Heart Health Awareness Month: Women More Likely Than Men to Have Heart Failure
Currently, about 750,000 Canadians have heart failure, a chronic condition that kills 20 per cent more women than men in Canada, according to a new report. Photo: nd3000/Getty Images
Jackie Ratz woke up one morning and felt terrible. She had severe nausea, was sweating profusely and had crushing fatigue, which lasted for days. Because she’d had cancer when she was in her 20s, Ratz was worried that it had returned. But an EKG told a different story: Ratz, then 45, was in heart failure.
Currently, about 750,000 Canadians have heart failure. Every year, about 100,000 people in this country are diagnosed with the condition, and the numbers are growing.
“It’s one of the leading causes of hospitalizations and repeat hospitalizations in Canada,” says Dr. Christine Pacheco, a cardiologist at both Pierre-Boucher Hospital and the University of Montreal Health Centre. “And it’s not something we can cure.”

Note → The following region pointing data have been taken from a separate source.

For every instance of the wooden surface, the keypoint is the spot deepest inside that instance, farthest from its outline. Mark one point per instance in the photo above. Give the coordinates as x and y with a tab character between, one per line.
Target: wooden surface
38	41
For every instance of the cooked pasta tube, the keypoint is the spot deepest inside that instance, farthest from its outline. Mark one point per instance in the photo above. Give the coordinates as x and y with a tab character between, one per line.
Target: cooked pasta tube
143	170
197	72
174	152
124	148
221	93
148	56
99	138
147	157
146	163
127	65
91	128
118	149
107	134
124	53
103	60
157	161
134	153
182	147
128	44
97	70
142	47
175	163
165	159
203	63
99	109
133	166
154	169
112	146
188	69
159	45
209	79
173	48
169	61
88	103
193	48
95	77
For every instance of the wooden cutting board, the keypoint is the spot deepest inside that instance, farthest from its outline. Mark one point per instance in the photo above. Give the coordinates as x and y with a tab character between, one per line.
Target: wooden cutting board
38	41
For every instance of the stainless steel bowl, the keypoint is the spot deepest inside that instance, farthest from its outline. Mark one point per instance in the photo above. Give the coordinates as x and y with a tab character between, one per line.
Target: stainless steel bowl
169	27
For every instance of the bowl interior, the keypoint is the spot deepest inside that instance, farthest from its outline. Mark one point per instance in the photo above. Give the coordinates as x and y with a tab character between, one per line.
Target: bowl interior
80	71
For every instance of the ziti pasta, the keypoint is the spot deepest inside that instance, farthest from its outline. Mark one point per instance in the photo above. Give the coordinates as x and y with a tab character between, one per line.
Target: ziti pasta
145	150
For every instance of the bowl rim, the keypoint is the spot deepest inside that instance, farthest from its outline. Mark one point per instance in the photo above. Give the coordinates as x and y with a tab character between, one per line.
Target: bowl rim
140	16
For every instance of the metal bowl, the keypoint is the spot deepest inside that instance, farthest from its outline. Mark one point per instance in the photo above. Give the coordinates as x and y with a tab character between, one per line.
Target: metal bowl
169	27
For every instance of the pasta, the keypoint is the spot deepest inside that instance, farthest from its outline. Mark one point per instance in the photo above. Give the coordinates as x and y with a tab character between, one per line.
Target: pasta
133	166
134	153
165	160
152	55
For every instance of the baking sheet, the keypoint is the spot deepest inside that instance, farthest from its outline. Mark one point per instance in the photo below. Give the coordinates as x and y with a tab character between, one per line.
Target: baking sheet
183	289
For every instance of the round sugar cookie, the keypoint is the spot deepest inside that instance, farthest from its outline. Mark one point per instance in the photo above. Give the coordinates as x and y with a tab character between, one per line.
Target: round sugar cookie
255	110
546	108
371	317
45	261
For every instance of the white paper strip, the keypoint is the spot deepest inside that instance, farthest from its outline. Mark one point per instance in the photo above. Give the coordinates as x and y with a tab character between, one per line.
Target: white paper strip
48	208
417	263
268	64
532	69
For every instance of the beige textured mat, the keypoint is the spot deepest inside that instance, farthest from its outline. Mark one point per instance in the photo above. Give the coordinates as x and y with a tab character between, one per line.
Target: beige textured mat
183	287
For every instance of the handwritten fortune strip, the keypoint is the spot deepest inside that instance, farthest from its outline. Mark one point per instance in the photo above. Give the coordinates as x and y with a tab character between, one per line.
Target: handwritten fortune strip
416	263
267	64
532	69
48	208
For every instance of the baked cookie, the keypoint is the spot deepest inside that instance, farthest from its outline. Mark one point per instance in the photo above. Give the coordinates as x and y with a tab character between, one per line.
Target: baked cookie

Heart failure occurs because the heart is either too weak (called reduced ejection fraction) or too stiff (preserved ejection fraction) to pump blood properly. Both can lead to shortness of breath, fatigue, swelling in the legs (for Ratz, it was swelling in the abdomen) and more. Ratz, now 54, developed heart failure as a long-term side-effect of the chemotherapy she’d had more than 20 years earlier — not unexpected, as she found out. “When I saw the cardiologist,” she recalls, “he looked at me and said, ‘You’re right on time.’”
A Heart and Stroke Foundation report on heart failure released Feb. 1 notes that an increasing number of Canadians are being diagnosed with the condition every year, and many have no idea what the disease is or what the symptoms are, even though it is so commonly seen in Emergency departments.
Heart Failure Kills More Women Than Men in Canada
The report also contained a sobering statistic: heart failure kills 20 per cent more women than men in Canada.
For one thing, post-menopausal women are more prone to high blood pressure, a major risk factor. They are also at higher risk of having atrial fibrillation, which can contribute to or be caused by heart failure. And, Pacheco adds, there are factors that researchers are only starting to understand: conditions during pregnancy, such as preeclampsia, high blood pressure, preterm labour and gestational diabetes have all been associated with a higher risk of heart failure later in life.
Women also tend to be older when they are diagnosed with heart failure so there are typically more underlying health issues. And they are under-diagnosed and under-treated. “They describe their symptoms differently,” Pacheco explains. “They often delay seeking medical attention, and there are delays in treating them.” In addition, more women than men have heart failure with a stiff heart, about which there is less understanding and fewer treatments.
More Deadly Than Breast Cancer
“A lot is known about breast cancer, and that’s great,” she adds. “But women are actually five times more likely to die of a cardiovascular condition than of breast cancer.”
In the years since Ratz was diagnosed with heart failure, she has had to give up a career as a fashion buyer, that she loved. And living with heart failure is a full-time job. An implanted ICD helps her heart work properly, but every day she must take 10 medications, weigh herself and check her blood pressure. She does yoga and meditation to keep her stress level down, walks daily and eats a healthy diet. And yet her breathing ability is borderline for transplant consideration.
“Mentally the whole process has had a profound impact on who I am,” she says. “And I’m still managing through some of that as the journey doesn’t stop. Heart failure is a chronic illness, so you just keep going through it.”
Through it all, Ratz has found ways to help herself that are helping hundreds of other Canadian women with heart issues. One is starting a Facebook peer-support group, Canadian Women with Medical Heart Issues, that now has more than 850 members from around the country.
And she tirelessly advocates that women talk to their doctors about their individual risk for heart failure and other heart disease.
“As women we generally don’t take time for ourselves,” says Ratz. “But if we don’t care for ourselves, how can we expect to be able to take care of everyone else around us? I’m not sure how we’re going to get that through to women, but that’s a big one.”